The hardest part of this process is accepting uncertainty. This takes practice.

A threat can be simultaneously real but not a significant factor around which you structure your daily life. To put that negatively, just because there are threats to our physical and psychological safety connected to the practice of law does not mean that those threats are something that needs to occupy your thinking most of the time.

Social media tends to heighten our awareness and concern about real but relatively remote risks. Within the logic of social media, that makes sense. Something scary or outrageous tends to generate more attention and engagement. Try posting something about how low the chances of a serious traumatic event are and see how much interaction you get from that post. My guess is, very little. None of that is to minimize the significance that these rare events have on people when they do happen. However, it is important for your well-being to understand that risk is not an all-or-nothing proposition. Something can be a real risk and simultaneously be a remote risk.
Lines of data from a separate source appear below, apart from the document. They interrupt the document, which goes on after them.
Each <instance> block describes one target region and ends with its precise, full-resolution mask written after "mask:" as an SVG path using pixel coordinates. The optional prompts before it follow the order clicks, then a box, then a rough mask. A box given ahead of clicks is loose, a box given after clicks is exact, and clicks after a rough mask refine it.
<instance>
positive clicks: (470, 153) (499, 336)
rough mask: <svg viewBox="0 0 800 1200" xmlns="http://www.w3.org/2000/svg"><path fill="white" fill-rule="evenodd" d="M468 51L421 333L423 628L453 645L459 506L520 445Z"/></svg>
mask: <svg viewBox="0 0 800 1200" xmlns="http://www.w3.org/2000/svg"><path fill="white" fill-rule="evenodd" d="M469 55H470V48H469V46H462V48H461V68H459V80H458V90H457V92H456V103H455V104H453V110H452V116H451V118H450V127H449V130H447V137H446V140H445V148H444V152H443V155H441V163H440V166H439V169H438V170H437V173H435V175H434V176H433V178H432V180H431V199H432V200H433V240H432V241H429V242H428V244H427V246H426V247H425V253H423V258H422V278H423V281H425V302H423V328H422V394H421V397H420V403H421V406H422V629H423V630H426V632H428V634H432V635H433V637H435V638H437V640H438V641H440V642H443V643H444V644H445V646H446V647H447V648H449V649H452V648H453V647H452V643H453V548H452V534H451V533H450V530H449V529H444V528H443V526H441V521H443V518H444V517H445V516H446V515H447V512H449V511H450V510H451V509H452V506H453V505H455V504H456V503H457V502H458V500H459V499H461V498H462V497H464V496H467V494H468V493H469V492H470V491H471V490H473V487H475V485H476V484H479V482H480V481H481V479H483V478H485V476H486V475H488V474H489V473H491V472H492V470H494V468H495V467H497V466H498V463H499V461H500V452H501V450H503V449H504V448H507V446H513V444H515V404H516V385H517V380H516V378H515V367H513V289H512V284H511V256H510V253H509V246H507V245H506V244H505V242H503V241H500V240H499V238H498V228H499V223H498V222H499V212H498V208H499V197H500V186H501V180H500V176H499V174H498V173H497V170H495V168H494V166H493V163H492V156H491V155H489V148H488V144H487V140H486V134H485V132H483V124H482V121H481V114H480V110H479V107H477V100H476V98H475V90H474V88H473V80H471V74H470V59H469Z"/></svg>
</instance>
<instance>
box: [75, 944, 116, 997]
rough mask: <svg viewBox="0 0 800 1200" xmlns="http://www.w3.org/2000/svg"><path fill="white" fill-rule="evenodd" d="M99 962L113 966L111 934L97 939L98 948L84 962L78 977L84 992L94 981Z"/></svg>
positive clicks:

Of course, that’s easier said than done. We humans are given to black-or-white, all-or-nothing thinking, and those of us with depression, anxiety or other psychological conditions can be even more prone to that kind of perception. How do we develop our capacity to see, and live with, the shades of grey in between “This is real” and “This is likely to happen to me.”?

It may help to curate your social media and online content consumption. I’m not saying you must quit reading news feeds or the like. Remember, though, that these sites are selling you something. In this case, they are using inflammatory messages about your personal safety in order to hold your attention, and while they’ve got your attention, they will show you the ads that make social media profitable. If you want to keep up with the news and can afford a subscription, consider paying for your news. Subscribing to an actual news site that charges you for access can allow you to keep up with current events but do so in an information environment that doesn’t rely as much on grabbing your attention with things that will leave you shaken.

Consider developing a mindfulness practice which will help you identify these dichotomous thoughts and manage the discomfort uncertainty brings you. There is an international group of lawyers who help one another do precisely what you are trying to do.  Your local lawyer assistance program probably also has one or more programs in your community to help, and they can also match you with a professional counsellor and often a peer support volunteer to assist with this too.

Remember that managing anxious thoughts isn’t something you do once, and it’s fixed. This kind of problem is something you will have to attend to again and again. To use an analogy, this is more like doing laundry than fixing a broken pipe in your bathroom:  It is something that has to be done over and over. Wash, rinse, repeat.